Phoenix is a proving ground, and potentially a template, for a future in which almost everyone will endure ever-greater heat. The city hopes to show that it’s possible to combat this mounting crisis quickly, using strategies that center equity to ensure that no one is left to face this threat alone.
— Emma Loewe
More exposure
- Read: an article about mobile homes’ vulnerability to extreme heat, co-written by Lora Phillips and Melissa Guardaro (Slate)
- Read: a piece about the need for better reporting on heat-related deaths (BuzzFeed News)

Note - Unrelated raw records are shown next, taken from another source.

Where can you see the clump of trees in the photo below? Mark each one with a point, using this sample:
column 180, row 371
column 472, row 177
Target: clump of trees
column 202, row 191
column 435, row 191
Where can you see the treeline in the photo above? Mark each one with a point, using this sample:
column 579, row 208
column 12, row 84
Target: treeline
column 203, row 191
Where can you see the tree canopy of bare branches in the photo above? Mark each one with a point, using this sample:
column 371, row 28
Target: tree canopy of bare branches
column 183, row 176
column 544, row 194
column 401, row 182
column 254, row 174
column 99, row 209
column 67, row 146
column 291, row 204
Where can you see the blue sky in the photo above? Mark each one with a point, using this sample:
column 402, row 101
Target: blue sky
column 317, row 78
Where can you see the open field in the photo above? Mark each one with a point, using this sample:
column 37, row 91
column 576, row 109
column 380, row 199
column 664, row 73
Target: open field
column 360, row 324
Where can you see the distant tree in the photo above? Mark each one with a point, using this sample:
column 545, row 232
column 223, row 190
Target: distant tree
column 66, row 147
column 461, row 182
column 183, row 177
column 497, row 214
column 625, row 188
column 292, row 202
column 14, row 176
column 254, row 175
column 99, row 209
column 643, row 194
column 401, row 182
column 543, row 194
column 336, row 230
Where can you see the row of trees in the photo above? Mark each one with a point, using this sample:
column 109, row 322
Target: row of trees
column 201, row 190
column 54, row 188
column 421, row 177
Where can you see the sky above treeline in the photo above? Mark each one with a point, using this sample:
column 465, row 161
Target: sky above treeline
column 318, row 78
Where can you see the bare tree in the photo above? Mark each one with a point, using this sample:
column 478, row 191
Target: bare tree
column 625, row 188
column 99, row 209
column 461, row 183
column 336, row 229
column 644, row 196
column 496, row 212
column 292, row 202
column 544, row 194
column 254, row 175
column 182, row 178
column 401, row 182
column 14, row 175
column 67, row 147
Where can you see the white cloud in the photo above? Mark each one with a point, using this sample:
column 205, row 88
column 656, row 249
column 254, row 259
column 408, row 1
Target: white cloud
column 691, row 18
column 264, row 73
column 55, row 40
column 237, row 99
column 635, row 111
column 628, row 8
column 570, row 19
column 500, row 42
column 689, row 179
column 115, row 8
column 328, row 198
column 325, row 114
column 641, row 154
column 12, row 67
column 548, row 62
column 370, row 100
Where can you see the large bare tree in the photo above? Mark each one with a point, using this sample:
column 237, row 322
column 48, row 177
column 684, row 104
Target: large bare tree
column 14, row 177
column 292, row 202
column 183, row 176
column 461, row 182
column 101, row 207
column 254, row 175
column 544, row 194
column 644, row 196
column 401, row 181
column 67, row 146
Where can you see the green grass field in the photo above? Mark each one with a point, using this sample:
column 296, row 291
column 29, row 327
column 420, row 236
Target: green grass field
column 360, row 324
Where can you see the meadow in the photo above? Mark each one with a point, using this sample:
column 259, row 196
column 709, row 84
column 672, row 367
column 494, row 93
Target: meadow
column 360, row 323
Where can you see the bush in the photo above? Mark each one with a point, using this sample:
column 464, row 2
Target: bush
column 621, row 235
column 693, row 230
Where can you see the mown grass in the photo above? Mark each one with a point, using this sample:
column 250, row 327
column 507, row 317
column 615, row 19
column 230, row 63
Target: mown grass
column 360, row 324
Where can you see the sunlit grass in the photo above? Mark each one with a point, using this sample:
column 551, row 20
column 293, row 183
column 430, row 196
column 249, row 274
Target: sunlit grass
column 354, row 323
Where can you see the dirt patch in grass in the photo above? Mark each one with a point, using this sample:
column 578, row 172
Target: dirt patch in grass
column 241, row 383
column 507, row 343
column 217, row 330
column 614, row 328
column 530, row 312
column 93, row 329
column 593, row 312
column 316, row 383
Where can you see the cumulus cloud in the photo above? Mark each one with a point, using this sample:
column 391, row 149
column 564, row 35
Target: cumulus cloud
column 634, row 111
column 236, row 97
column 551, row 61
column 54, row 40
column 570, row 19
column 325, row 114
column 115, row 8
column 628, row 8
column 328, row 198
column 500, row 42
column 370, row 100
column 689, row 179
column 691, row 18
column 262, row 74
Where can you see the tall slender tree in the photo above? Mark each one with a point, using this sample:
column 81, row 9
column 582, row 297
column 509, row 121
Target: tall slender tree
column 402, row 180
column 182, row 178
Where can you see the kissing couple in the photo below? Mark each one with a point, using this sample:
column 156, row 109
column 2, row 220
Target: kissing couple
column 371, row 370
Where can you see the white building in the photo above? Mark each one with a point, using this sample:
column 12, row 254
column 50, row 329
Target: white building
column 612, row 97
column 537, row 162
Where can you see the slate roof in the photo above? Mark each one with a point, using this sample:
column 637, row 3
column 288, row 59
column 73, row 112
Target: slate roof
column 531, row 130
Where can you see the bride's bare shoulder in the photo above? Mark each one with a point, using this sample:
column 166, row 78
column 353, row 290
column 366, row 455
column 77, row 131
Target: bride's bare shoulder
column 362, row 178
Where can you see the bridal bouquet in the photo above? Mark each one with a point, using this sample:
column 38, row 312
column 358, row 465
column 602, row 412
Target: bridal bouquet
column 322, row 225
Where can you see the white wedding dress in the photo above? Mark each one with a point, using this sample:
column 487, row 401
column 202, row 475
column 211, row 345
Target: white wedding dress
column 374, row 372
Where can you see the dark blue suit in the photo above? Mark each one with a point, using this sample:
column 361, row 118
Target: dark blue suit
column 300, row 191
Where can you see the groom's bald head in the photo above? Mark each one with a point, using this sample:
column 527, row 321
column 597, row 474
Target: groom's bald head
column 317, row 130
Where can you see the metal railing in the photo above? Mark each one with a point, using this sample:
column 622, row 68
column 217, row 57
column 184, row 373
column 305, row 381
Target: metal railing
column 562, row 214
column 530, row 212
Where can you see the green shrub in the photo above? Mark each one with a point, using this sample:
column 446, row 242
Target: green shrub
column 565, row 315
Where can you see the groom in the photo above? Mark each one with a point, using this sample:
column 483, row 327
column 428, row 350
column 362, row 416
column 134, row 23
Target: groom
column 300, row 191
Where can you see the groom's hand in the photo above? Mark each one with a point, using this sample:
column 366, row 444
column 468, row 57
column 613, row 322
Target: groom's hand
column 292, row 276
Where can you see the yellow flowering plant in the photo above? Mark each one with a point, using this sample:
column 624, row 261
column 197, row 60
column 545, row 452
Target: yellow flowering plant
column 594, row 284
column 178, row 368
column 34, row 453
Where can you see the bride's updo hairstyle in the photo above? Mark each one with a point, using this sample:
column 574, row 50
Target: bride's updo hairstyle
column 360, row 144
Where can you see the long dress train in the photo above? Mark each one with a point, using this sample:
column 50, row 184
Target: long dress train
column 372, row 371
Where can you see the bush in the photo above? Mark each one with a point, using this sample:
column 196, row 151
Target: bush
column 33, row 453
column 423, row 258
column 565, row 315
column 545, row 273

- Read: a feature on Regional Carillo’s work to teach elementary school students about heat, water, and other environmental issues where they live (AZCentral)
- Explore: Barrio Stories, a local zine for the South Side Mesa neighborhood in Phoenix
A parting shot
Have you ever heard of a windcatcher? Also known as a wind tower or a wind scoop — it’s an architectural element designed to bring passive cooling to buildings in hot climates. The chimney-like structures (like these two on top of Agha Bozorg mosque in Kashan, Iran) catch cool winds and circulate the air down into the buildings they sit atop.